Meadowsweet, Heather and Gentian Gruit
Brewed on 25 February 2015. A five-gallon batch.
- Briess Organic pale 2-row pale malt, 8 1/2 lbs.
- Briess Victory malt, 2 lbs.
- Dingemans Special B malt, 1 lb.
- Dingemans aromatic malt, 1 lb.
- Muntons crystal dark malt, 1/2 lb.
- wildflower honey, 2 lbs.
- light dried malt extract for bottling, 1 1/4 cups
- gentian root, 1 1/2 tsp.
- dried meadowsweet (Filipendula ulmaria) flowers from Mountain Rose Herbs, 2 oz.
- heather tips from Brewer’s Best (dried but very fresh-looking), 2 oz.
- old dried yarrow leaf and tops, 1 oz.
- Nottingham dried ale yeast, two 11.5 g. packages in 1-qt. starter with 1/2 c. dried malt extract
- Safale S-04, 11.5 g.
Infusion mash in 13 quarts of water at 155°F. The yarrow and gentian root, intended for bittering, went in loose at one hour before the end of the boil, and the meadowsweet and heather went in 50 minutes later, also loose.
I used a glass carboy for the primary and there was no activity in the airlock 27 hours after pitching, so I grabbed a packet of S-04 from the fridge and added the yeast straight. Several hours later, it finally began to work.
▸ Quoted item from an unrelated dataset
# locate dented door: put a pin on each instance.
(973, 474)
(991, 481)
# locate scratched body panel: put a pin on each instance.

I bottled two weeks after that.
This was my other stand-out beer of the winter 2014-15 brewing season, along with the Fugwort Stout. The idea was to make a vaguely Neolithic-style ale inspired by archaeological findings in Britain, similar to the Highland Heather Ale brewed at a seminar on the anthropology and archaeology of brewing, whose recipe was “based on molecular archaeological data and pollen analysis from pottery jar fragments found specifically at several archaeological sites in Scotland.” Experimental archaeologist Merryn Dineley has shown that meadowsweet possesses strong preservative qualities, which may explain its apparently widespread use in Neolithic and Bronze Age brewing in Britain. It also imparts a very strong, floral taste to the beer, and became closely associated with mead (whence the name in Anglo-Saxon, medowyrt or “mead-wort,” according to beer historian Martyn Cornell in Amber, Gold and Black). It was however not mentioned as being added to ale in any of the early modern sources, so possibly it’s one of the few herbs that never made it into gruit blends—though since those recipes were closely guarded secrets, who really knows? Which is why it amuses me to call this a gruit; that’s no more unlikely than producing an authentic Neolithic beer, after all. In any case, I’ve come to feel that the use of modern, single-strain yeasts makes such a radical change to the flavor that any attempt to re-create a pre-modern beer that doesn’t take account of that—by using a blend of semi-domesticated yeasts and bacteria from a Belgian brewery, for example—can only be the vaguest of approximations.
A previous experiment with a meadowsweet-heather ale in 2013 confirmed for me that the two herbs go well together and are sufficiently antiseptic to keep the beer from going sour… and that meadowsweet is delicious, incredibly floral and fresh. In that beer, too, I used a bit of gentian root to provide a bass note of bitterness, in part because I don’t have any Myrica gale (which is increasingly hard to get, and crappy in quality when I can get it), in part because I love the taste of gentian, and in part because it, too, seems to have been used in ale from very ancient times. The one mistake I made with that beer was in adding too much meadowsweet, even dry-hopping some of it, which added a sediment that never settled out. (Chewy beer!) Delicious but a little overwhelming. I was over-compensating for the age of the herb, which the guy at my local homebrew shop had sold me at discount because it had been sitting on the shelf for so long. Apparently it has a very long shelf-life!
This time, in a similar vein, I threw in some very old yarrow, partly just to use it up because I hate to waste anything. It didn’t add much to the flavor profile. With the malt blend, I was going for a brown color and a blend of toasty, nutty, and heavy caramel flavors. (One would presumably use more smoked malts in a proper Neolithic re-creation.) My friend Rachel raved about this beer—and believe me, she’d let me know if she didn’t like it. She’s back in the UK now, and has just ordered a couple of bottles of a limited-edition, meadowsweet-flavored “Stone Age ale” from Innis & Gunn. It will be interesting to hear how it compares. Their ballyhooed use of hot rocks is intriguing, but I suspect I can get just as much carameliness from malts and from my habit of burning a bit of the honey on the bottom of the brew pot when I dump it in.
Calluna vulgaris or common heather is an Old-World plant, and I’m not sure any of our native North American Ericaceae would have the same properties. There are, however, native meadowsweets and gentians one could experiment with. I think that’s my next step.